確かに息も絶え絶えな水谷とは対照的に、蜜弥は肩で息もしてない。少し息を乱す程度である。
体力の差と言われればそれまでなのだが、なんだか納得のいかない水谷であった。



『だからいいって言ったのに…』
「そういう意味だったの!?」



分かるか!とツッコミたいのであろう。
監督の集合と言う声で、バスに乗り込みいざ合宿地。



「やっべえオナニーすんの忘れた!」
《はあ!?》
『………(無視だ無視)』



しばらく走っていると、田島が立ち上がって叫んだ、が、その内容は所謂下ネタ。
急いで周りにいる部員達が田島を抑え込んだ。それと同時か、前に座っていた千代が後ろを振り返った。



「え、何か忘れ物?」
「大丈夫!」
「買えるものなら今のうちに…」
「何でもないから!」
『………(阿呆め)』



慌てる泉や水谷、栄口の三人がかりで誤魔化そうとするが、千代はでも…と引きそうにない。
それを近くで座って見ていた蜜弥が溜息をつき立ち上がった。



『千代、危ないから座ってろ』
「え、でも…」
『あっちは俺が行くから』
「う…うん。ありがとう」



何とか納得させて座らせた。
それに内心ホッとしつつ、田島達の所へとゆっくりとした歩調で歩んでいく。



「おまっ、女子いんだから気をつけろよ!」
「そんなこと言っても一週間もしなかったらチンコ破裂すr…」
『一回死ね』



ぐしゃり、と何かが田島に押し付けられた。見てみると蜜弥が持って田島の顔に押し付けているものは、大きめの保冷剤だった。



「〜〜〜〜っ●×▽□○!!!!!」
「ちょちょ、狭霧!」
「田島死ぬ!マジで死ぬから!」
『本気でやってるからな』
「ストップストップッッ!」



冷たさ…否冷たいを通り越して痛さからか、バタバタと暴れる田島だが手を離すつもりなど微塵もなさそうな蜜弥。
周りが本気で止め出したので仕方なく、

仕方なく

離してやった。



「いってえ!冷たいけど逆にいてえ!」
『自業自得、因果応報』
「何だよ、狭霧にはやってねえじゃんか!」
『千代に迷惑だ』



もう一発オマケにしてやろうか?と田島の額に中指を持っていき、思い切り弾いた。
バシッと明らかに痛そうな音が聞こえ、見ていた者は悶えている田島に合掌した。



「そーいや狭霧と篠岡ってどういう関係?名前で呼んでっけど」
「あ、俺も気になってた」
『単なる幼馴染、それだけだけど?』



何か問題でも?と腕を組んだ。
蜜弥は現在立っており、他は全員座っている。なので必然的に見下ろす結果になるのだが、なんだか威圧感が凄い。



「い、いえ…」
「問題ありません…!」



変な汗を掻きながらそう告げた誰かの声を聞くと、踵を返して自分の席へと戻って行った。途中、志賀に三橋が車酔いしていて気分が悪そうだ、と伝えて。

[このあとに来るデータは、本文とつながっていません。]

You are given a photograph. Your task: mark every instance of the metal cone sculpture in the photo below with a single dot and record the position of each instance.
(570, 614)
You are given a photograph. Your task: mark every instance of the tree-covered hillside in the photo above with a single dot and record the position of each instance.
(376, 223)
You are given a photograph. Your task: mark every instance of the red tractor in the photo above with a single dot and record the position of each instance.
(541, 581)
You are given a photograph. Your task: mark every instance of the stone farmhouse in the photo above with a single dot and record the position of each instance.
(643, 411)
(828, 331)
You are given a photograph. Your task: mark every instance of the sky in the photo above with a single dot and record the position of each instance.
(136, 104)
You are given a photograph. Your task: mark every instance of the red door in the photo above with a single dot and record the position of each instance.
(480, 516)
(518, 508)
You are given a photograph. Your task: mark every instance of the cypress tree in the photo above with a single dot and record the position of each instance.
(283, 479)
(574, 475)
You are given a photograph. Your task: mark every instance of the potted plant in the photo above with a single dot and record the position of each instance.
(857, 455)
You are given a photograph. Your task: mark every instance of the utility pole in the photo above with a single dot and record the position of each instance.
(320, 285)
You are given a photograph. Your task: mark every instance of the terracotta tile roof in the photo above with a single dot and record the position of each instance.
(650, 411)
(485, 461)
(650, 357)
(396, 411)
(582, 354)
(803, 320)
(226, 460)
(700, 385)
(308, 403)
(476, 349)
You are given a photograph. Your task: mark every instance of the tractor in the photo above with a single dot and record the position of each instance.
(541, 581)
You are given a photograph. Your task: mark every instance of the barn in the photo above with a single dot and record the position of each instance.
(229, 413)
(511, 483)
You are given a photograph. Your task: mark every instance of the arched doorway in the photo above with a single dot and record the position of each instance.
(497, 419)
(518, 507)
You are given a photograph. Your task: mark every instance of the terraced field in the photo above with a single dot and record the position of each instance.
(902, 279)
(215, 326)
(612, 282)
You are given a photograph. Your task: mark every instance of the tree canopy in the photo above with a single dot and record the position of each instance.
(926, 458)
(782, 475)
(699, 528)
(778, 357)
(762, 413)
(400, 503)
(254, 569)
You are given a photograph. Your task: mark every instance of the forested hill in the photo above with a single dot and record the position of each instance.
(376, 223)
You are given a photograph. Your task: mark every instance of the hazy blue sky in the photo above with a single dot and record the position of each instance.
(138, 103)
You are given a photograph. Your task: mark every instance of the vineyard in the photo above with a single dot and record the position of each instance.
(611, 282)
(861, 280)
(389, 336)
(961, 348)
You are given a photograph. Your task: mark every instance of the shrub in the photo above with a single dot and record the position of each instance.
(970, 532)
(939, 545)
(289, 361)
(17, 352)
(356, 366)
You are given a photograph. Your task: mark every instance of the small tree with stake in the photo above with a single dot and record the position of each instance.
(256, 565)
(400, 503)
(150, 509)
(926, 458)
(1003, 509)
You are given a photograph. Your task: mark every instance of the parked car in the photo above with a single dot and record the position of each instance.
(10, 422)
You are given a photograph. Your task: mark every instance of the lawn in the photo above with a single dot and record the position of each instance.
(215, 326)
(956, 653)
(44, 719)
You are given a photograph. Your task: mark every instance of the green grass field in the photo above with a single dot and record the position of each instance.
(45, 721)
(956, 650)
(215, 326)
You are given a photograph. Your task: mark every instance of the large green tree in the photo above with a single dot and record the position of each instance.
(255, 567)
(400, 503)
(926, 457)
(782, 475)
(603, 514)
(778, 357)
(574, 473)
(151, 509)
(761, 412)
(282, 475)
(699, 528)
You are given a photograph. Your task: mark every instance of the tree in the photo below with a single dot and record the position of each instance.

イヤホンを耳につけて窓の外に広がる自然を眺める。聞いているのは英語のみの洋楽。
日本語でごちゃごちゃ歌われるよりも、ただ聞き流せるこちらの方が楽という理由で好んで聴いている。



『……ねむ…(昨日も寝るの遅かったからなぁ…)』



鞄から黒のアイマスクを取り出しつける。
腕を軽く組んだまま睡眠に入った。



「あれ、狭霧寝てんの?」
「え、マジで?」
「うわマジだ」



泉が篠岡と少し話した後、ふと蜜弥の方を見ると、アイマスクとイヤホンを装着したまま寝ていると思われる蜜弥。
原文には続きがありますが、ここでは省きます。